Guilty Flavours by Eleonora Ortolani
This bold and daring project came from Ortolani’s frustration with how recycled plastics are used in design. While plastic waste is often repurposed into non-recyclable objects, she sought to find a way to turn it into something that could contribute to solving the problem of pollution. The concept revolves around a synthetic vanillin made from PET plastic, which has the potential to revolutionize how we think about food waste and recycling. But the project doesn’t stop at just creating the ice cream—it also challenges our perceptions of what is “natural” versus “synthetic,” making us reconsider our relationship with the materials that make up the world around us.
Currently, Ortolani’s ice cream is not for consumption, as the synthesized vanillin has yet to undergo the necessary safety tests. However, it’s a project that sparks an important conversation about the future of food and the need for more sustainable approaches to both production and waste. This project may be in its early stages, but it’s a provocative glimpse into the future of food sustainability, and it’s hard to ignore the potential it holds for a world grappling with environmental challenges.

Scented toppings by Salt & Straw and Imaginary Authors
Sometimes, it’s not just what you taste, but what you smell that transforms an experience. This is the philosophy behind a unique collaboration between Salt & Straw, an American ice cream chain, and the perfumery Imaginary Authors. Together, they’ve developed a line of three perfumes designed specifically to be used as ice cream toppings. The idea is simple: the fragrances enhance the ice cream experience by adding an extra sensory layer before the first bite. This experiment blurs the lines between the olfactory and gustatory senses, providing a whole new way to enjoy frozen treats.

Scented toppings by Salt & Straw and Imaginary Authors
These perfumes, designed to complement different ice cream flavors, include A Cloud of Cocoa, a blend of Ecuadorian chocolate and Japanese whisky notes; A Swoon of Citrus, which evokes the aromas of key lime pie and Italian lemon groves; and A Plume of Blooms, a floral mix of jasmine and honeysuckle. The concept is based on the idea that the way we smell food can dramatically influence how we experience its taste.
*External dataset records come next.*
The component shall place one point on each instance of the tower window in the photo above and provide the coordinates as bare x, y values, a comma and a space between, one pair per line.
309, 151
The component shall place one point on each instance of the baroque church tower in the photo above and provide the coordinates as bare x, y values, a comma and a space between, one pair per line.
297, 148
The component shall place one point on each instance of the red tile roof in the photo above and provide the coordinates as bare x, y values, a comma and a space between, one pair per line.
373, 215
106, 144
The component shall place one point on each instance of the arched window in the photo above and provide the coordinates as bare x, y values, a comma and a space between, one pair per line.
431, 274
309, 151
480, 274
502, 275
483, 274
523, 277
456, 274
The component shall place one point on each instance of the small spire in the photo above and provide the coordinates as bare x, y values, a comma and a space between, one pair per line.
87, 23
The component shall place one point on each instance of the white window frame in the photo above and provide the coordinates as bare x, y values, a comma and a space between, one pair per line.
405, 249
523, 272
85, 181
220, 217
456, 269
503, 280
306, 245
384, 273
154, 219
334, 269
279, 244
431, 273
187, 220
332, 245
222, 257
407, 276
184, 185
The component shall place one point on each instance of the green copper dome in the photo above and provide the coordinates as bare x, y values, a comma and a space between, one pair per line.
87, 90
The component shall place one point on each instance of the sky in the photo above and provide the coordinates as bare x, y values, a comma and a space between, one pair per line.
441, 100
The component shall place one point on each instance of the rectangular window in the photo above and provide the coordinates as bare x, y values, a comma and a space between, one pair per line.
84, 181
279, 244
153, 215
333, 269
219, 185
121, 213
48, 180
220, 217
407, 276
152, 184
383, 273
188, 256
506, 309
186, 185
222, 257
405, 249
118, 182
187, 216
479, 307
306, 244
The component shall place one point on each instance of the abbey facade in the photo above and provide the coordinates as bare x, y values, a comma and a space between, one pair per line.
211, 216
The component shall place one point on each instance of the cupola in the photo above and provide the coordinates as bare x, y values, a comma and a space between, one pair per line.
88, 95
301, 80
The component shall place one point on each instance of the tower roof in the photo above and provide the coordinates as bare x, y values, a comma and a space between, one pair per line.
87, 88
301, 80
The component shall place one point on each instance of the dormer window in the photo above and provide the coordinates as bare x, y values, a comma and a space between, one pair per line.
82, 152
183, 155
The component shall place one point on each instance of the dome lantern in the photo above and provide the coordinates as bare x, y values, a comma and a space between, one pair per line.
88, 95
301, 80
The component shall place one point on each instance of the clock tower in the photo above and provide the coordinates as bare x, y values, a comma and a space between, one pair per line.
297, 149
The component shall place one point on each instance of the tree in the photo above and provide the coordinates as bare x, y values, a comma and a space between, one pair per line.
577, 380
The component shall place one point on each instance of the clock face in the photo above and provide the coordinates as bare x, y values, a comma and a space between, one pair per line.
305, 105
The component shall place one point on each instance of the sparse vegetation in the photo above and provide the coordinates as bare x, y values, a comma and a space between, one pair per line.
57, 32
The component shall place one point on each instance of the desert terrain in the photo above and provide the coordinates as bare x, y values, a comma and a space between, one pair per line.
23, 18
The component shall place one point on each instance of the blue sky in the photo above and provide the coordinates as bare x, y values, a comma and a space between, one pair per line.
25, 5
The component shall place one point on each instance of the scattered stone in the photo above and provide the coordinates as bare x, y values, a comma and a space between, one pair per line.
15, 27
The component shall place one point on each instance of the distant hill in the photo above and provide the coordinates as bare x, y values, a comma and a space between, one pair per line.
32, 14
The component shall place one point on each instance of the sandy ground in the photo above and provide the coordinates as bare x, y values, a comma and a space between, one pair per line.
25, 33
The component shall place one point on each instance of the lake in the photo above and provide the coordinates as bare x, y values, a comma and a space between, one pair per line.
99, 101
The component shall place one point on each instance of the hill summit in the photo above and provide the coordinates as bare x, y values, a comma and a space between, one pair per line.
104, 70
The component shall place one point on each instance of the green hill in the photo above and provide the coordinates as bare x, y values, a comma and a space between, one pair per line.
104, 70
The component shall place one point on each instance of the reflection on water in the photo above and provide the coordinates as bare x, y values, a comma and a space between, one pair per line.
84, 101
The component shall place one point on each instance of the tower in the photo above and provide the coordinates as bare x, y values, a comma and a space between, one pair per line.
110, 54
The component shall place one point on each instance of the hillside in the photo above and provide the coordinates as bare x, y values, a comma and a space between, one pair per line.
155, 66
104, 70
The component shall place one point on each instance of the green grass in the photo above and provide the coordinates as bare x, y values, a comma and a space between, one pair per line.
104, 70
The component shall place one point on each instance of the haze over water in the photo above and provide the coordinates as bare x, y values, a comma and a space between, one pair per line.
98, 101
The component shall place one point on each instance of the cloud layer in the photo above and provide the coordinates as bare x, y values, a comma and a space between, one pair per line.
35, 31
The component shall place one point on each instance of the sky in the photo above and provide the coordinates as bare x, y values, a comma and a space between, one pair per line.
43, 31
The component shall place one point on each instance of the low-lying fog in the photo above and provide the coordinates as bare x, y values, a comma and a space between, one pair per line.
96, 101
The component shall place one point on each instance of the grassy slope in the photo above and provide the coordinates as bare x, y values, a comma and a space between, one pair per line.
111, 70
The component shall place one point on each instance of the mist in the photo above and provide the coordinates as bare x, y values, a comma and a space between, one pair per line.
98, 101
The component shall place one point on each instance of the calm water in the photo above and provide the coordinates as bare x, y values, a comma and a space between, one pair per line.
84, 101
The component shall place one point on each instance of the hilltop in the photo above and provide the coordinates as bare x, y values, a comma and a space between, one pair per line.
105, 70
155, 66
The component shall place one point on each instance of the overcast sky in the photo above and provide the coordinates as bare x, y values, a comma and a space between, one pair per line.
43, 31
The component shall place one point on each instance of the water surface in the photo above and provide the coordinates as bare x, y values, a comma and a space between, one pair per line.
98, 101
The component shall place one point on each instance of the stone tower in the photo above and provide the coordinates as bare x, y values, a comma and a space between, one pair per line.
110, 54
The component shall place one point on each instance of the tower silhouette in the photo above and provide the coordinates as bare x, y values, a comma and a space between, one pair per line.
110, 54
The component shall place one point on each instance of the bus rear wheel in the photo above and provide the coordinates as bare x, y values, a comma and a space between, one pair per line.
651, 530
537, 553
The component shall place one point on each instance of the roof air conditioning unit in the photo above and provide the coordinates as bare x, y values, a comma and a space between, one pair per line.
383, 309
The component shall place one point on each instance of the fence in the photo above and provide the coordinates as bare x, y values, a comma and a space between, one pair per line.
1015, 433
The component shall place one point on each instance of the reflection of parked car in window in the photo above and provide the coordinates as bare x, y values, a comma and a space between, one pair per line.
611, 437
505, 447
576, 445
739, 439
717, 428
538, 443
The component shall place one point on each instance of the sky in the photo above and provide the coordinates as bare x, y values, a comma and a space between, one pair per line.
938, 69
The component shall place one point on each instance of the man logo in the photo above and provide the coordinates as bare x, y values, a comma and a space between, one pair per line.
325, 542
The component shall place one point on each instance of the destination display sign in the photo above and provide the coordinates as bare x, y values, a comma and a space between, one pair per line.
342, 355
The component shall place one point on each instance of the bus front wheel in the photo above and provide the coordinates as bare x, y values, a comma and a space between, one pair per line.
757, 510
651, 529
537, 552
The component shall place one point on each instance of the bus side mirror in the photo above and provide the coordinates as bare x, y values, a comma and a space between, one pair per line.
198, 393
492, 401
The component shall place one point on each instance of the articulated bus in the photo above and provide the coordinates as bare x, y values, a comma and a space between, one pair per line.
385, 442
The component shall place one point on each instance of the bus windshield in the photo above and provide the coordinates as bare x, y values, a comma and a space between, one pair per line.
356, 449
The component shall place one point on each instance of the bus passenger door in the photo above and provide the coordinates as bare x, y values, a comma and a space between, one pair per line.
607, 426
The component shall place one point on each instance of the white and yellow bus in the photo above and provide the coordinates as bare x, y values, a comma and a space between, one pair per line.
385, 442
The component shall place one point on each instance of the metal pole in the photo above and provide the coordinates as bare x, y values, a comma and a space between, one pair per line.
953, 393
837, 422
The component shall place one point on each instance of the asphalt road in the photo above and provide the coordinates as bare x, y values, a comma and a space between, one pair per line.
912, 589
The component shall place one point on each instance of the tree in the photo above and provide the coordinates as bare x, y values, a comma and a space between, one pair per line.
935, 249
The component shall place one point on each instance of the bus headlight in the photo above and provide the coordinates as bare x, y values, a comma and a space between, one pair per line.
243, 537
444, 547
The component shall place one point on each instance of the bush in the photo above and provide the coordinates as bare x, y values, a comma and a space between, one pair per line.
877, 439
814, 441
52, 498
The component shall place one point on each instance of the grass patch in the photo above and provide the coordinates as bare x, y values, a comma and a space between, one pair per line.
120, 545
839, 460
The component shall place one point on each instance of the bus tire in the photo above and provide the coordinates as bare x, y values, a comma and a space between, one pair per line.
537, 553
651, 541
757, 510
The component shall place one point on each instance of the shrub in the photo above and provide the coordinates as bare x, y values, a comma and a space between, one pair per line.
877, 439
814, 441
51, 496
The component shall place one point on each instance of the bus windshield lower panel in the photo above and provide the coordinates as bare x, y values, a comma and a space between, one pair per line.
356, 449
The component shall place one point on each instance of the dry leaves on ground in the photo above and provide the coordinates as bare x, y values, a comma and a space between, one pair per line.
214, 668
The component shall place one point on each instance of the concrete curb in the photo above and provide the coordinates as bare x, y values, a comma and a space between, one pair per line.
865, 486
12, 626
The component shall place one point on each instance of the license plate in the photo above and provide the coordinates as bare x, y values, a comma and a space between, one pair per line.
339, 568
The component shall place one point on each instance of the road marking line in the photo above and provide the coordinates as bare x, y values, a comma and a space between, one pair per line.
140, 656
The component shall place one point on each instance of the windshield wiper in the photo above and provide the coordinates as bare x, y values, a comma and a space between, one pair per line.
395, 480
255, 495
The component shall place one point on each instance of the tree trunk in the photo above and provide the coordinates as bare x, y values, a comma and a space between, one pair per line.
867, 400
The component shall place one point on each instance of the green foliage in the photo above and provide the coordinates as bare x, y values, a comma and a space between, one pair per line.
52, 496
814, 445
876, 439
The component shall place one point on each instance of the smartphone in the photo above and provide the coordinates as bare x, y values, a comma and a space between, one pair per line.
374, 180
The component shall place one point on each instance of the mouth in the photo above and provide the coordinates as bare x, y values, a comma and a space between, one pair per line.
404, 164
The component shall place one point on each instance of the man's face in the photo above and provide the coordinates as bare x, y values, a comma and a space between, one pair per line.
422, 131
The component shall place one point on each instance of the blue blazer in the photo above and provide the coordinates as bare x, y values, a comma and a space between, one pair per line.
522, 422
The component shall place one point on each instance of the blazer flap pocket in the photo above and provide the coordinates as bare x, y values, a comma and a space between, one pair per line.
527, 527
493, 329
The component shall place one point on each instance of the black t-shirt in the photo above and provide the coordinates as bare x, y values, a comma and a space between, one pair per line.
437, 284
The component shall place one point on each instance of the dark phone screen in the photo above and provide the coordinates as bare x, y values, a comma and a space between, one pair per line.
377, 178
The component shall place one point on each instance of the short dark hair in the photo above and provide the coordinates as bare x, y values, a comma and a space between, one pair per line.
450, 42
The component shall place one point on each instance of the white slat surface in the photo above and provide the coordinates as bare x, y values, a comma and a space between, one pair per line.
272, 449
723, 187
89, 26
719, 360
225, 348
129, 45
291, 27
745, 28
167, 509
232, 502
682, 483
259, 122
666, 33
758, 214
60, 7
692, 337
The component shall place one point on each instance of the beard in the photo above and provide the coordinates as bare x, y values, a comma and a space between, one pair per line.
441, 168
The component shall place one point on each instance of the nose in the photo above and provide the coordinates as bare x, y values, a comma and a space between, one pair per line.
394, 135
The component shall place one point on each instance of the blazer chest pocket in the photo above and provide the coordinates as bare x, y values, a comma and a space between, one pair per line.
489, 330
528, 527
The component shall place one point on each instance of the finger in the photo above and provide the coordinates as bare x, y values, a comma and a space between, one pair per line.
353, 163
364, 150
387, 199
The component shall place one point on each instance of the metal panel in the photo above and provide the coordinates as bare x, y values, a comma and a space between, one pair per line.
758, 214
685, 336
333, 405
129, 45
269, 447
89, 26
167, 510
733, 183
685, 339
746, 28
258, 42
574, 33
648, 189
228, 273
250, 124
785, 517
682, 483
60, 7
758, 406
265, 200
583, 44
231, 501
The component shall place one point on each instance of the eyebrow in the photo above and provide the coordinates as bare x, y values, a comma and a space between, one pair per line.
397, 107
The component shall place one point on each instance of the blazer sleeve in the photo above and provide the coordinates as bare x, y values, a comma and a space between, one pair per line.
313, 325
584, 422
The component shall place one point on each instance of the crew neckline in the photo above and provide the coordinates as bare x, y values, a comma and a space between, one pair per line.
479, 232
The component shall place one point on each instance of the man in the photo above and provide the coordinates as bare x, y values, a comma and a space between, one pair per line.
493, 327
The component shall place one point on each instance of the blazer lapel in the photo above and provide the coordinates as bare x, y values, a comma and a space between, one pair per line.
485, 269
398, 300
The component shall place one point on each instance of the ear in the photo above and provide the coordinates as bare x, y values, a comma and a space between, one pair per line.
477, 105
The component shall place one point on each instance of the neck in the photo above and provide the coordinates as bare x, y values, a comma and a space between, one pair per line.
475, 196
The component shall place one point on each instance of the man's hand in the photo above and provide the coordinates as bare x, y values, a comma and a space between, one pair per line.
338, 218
While the idea of spraying perfume onto your ice cream may sound strange, it’s rooted in the concept of food pairings, much like how wine or coffee aromas are experienced before consumption to elevate the tasting process.


Scented toppings by Salt & Straw and Imaginary Authors
These perfumes will debut on National Ice Cream Day at Salt & Straw shops, providing a sensory experience that challenges our usual understanding of how flavor and fragrance interact. Whether this experimental topping becomes a hit with ice cream enthusiasts or remains a quirky novelty, it’s a fascinating exploration of how multisensory design can enhance our enjoyment of food. It’s yet another reminder that the world of ice cream is far from static, and designers are continually finding innovative ways to surprise and delight.